Click to See Complete Forum and Search --> : Specifying DOCTYPE for xml in Perl


lazyme
04-09-2010, 03:08 AM
Hi,

I have written a perl script which scrapes a website and generates an HTML file. I pass on this file to a java servlet. On parsing the xml in the servlet i sometimes get a org.xml.sax.SAXParseException. I noticed that this exception is because the generated xml sometimes contains characters like nbsp, Iuml etc which cannot be parsed by the xml parser. Is there some way I can get over the problem?

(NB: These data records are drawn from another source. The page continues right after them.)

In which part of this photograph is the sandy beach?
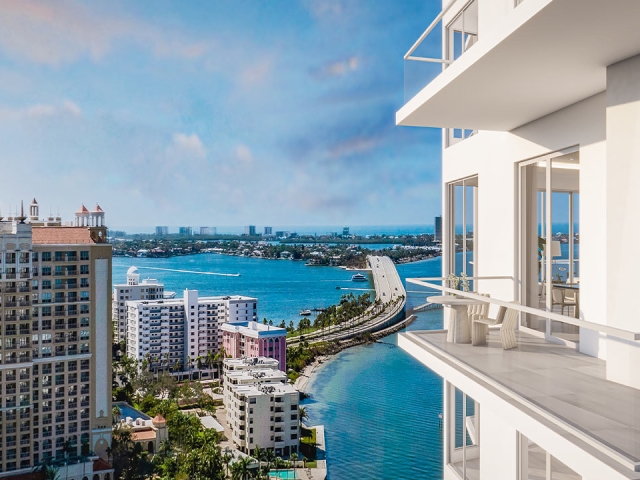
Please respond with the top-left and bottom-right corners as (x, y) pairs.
(293, 355), (330, 393)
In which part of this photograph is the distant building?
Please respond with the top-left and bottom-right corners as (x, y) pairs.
(179, 226), (192, 235)
(112, 266), (164, 344)
(199, 226), (210, 235)
(434, 215), (442, 243)
(275, 231), (286, 238)
(264, 226), (273, 236)
(221, 321), (287, 371)
(245, 225), (256, 236)
(126, 290), (257, 379)
(155, 226), (169, 236)
(223, 357), (300, 457)
(343, 226), (350, 236)
(111, 230), (127, 238)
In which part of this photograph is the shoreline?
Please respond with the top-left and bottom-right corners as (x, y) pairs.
(294, 355), (330, 394)
(293, 314), (418, 395)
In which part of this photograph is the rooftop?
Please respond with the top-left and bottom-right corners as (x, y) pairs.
(231, 381), (297, 396)
(221, 320), (287, 337)
(32, 226), (105, 244)
(399, 330), (640, 474)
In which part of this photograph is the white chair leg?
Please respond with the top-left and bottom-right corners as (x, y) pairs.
(500, 326), (517, 350)
(472, 322), (488, 346)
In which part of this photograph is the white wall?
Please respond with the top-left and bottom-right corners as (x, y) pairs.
(442, 93), (607, 356)
(605, 54), (640, 388)
(479, 406), (517, 480)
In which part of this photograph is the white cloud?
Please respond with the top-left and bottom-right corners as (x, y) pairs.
(313, 56), (359, 79)
(236, 144), (253, 165)
(170, 133), (206, 158)
(0, 99), (81, 121)
(239, 58), (273, 88)
(0, 0), (211, 66)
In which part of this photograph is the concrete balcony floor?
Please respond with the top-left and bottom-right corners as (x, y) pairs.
(399, 329), (640, 474)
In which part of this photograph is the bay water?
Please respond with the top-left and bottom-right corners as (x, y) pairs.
(113, 253), (445, 479)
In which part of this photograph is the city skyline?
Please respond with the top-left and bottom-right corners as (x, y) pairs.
(0, 0), (442, 227)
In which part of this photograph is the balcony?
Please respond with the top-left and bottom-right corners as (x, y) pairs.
(400, 327), (640, 471)
(398, 0), (640, 132)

Doing a bit of online search I found that declaring entities like
<!ENTITY nbsp CDATA "*" is one way to have a well formed xml. But how do I declare the entities in the perl file?

Any help would be appreciated.

Thanks.

Sixtease
04-13-2010, 03:57 AM
I suggest you to convert the entities to numeric ones. I suggest using one of these modules:
HTML::Entities::Numbered (http://search.cpan.org/perldoc?HTML::Entities::Numbered)
or XML::Entities (http://search.cpan.org/perldoc?XML::Entities) (the author of which is accidentally me).
Both are capable of converting named entities into numeric ones, which are inherently supported by XML.

lazyme
04-13-2010, 11:54 AM
Thanks Sixtease,

I was able to get around the problem using the same method!